Locating Project File Storage - Locating individual project files on disk requires interpretation of the index file (~index.dat) and traversing the numbered storage folders appropriately. When locating a project file within the index it is important to know both the full Ghidra project directory path and project filename. If the project filename is unique you can simply search for the filename within the index, otherwise you will have to search for project folder path first. Sample ~index.dat file:

	
VERSION=1
/
  00000003:myFile:a701ee4b1c71321380792951888
/A
  00000100:anotherFile:a701ee4920f909328022843906
  00000105:yetAnotherFile:a701ee48743913628104779815
/A/B
  00001234:myFile:a701ee48019210920546276045
  00001200:myFile.1:a701ee48491297248400412904
/A/B/C
  00000004:someFile:a701ee4a23590324427866017
NEXT-ID:1250
MD5:d41d8cd98f00b204e9800998ecf8427e
		

Once the project file of interest has been located within the index file and the corresponding 8-digit hex file number identified, the storage subfolder name is derived from the 2nd and 3rd digits of the file number. Example file number "00001234" will be contained with the subfolder "12". Within this subfolder the "00001234.prp" file should exist as will all other numbered files which have the same 2nd/3rd digits. The storage hierarchy for the above index file would have the following hierarchy:

./~index.dat
./00/
	00000003.prp
	~00000003.db/
	00000004.prp
	~00000004.db/
./01/
	00000100.prp
	~00000100.db/
	00000105.prp
	~00000105.db/
./12/
	00001200.prp
	~00001200.db/
	00001234.prp      <-- /A/B/myFile property file
	~00001234.db/     <-- /A/B/myFile database directory
		

Mangled Filesystem (legacy)

This filesystem utilizes mangled naming for all project folders and files and follows the same hierarchy as the project. For example, a project file with the path "/A_1/B_1/myFile" would be found stored as "./_a__1/_b__1/my_file.prp" and "./_a__1/_b__1/~my_file.db/". Due to file path-length limitations of native filesystems the use of this storage scheme is no longer used by default and has been retained only for backward compatibility with older projects and repositories.

Removal of Corrupt Files

If a project or Ghidra Server repository contains a corrupt file it may not be possible to remove the file via the Ghidra GUI or API. While a detailed triage of a corrupt file may be possible by the Ghidra Development Team, such files may need to be removed after being copied for triage. For a shared repository this will require stopping the Ghidra Server and digging into the appropriate named repository directory. For a local project simply ensure that the project is not in use.
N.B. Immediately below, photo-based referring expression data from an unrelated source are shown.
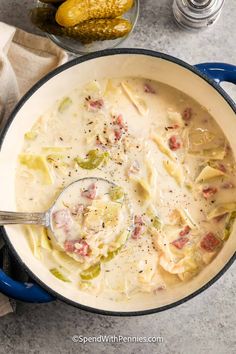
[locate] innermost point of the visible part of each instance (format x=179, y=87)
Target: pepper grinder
x=197, y=14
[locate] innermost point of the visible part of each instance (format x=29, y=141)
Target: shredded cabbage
x=207, y=173
x=138, y=102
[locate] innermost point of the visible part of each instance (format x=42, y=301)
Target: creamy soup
x=168, y=206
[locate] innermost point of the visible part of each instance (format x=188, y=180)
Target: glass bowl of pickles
x=85, y=26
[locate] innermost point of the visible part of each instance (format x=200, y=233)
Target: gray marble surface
x=205, y=324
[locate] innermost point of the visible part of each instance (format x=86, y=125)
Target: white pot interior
x=60, y=85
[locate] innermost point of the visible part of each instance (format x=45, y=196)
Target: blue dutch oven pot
x=213, y=73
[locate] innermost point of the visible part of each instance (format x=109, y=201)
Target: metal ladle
x=45, y=218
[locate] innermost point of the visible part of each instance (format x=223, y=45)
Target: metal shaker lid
x=197, y=13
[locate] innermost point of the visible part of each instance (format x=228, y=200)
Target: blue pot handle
x=29, y=292
x=218, y=71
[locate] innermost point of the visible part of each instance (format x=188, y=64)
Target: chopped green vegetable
x=121, y=239
x=58, y=275
x=110, y=255
x=94, y=160
x=37, y=162
x=209, y=154
x=30, y=135
x=116, y=193
x=91, y=272
x=156, y=223
x=64, y=104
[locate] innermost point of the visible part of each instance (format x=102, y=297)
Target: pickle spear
x=99, y=30
x=44, y=18
x=73, y=12
x=51, y=1
x=86, y=32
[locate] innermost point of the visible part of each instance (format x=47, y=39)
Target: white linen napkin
x=24, y=59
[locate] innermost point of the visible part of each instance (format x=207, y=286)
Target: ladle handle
x=8, y=217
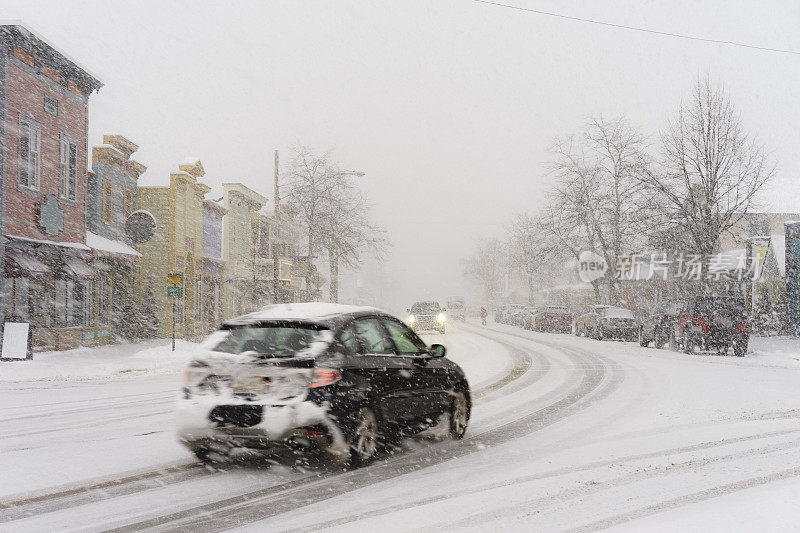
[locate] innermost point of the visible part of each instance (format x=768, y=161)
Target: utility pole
x=276, y=267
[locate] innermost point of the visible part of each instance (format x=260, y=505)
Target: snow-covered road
x=567, y=433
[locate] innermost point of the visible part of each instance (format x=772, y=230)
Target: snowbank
x=102, y=362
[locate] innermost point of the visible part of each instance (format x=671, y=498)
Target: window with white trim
x=30, y=152
x=68, y=169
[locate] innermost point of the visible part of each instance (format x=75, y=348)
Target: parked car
x=527, y=321
x=552, y=318
x=712, y=323
x=606, y=322
x=343, y=379
x=518, y=316
x=506, y=314
x=657, y=325
x=456, y=308
x=427, y=316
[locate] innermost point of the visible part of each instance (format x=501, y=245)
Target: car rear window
x=283, y=340
x=421, y=308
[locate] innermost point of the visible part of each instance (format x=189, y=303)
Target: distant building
x=213, y=265
x=176, y=248
x=244, y=290
x=44, y=98
x=750, y=225
x=110, y=200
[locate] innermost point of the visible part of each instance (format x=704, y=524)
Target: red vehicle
x=553, y=318
x=712, y=323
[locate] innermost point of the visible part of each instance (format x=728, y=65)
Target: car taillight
x=323, y=377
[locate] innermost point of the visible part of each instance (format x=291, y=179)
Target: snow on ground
x=592, y=435
x=101, y=363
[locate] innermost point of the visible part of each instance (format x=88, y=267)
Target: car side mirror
x=437, y=350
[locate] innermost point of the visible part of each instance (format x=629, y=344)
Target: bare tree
x=315, y=184
x=346, y=232
x=710, y=172
x=486, y=267
x=597, y=201
x=526, y=249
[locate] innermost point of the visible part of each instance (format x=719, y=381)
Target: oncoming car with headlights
x=341, y=379
x=427, y=316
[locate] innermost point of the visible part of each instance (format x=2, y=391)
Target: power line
x=643, y=30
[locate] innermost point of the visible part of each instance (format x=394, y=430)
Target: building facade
x=110, y=200
x=44, y=98
x=213, y=290
x=176, y=249
x=244, y=292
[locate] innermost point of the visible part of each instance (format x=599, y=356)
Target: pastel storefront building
x=176, y=248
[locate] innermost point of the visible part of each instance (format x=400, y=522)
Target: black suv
x=345, y=380
x=712, y=323
x=656, y=326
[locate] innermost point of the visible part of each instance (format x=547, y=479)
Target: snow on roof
x=103, y=244
x=76, y=245
x=35, y=32
x=304, y=311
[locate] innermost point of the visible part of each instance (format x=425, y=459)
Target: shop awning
x=23, y=264
x=77, y=269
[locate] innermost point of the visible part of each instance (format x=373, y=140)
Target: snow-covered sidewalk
x=102, y=362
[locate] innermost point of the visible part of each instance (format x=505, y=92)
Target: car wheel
x=459, y=415
x=365, y=438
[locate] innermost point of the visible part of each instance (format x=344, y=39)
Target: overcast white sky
x=448, y=106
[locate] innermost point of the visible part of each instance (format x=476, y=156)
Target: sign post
x=174, y=285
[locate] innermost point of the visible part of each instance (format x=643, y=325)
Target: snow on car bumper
x=277, y=423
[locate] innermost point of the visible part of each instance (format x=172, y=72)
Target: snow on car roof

For the local project case it will be neccessary to isolate the storage issue since it could be caused by the local project store (*.rep/idata/) or versioned repository (Ghidra Server or private non-shared (*.rep/versioned/). The Ghidra Server case can easily be identified by creating another temporary shared project to the same shared repository and check the behavior of the project file in question. If the same behavior is observed the issue is likely on the server. If you need assistance identifying the source of the bad behavior or recommended resolution please submit a Ghidra trouble ticket.

As discussed for each filesystem above, the specific *.prp file and ~*.db/ directory should be identified and copied for triage. Keeping a copy will enable triage and may enable restoring the file in the future if possible. Once this file and corresponding directory have been copied they may be removed from the filesystem. For the indexed filesystem case the index related files can be deleted which will trigger a rebuild of the index (see Indexed Filesystem above).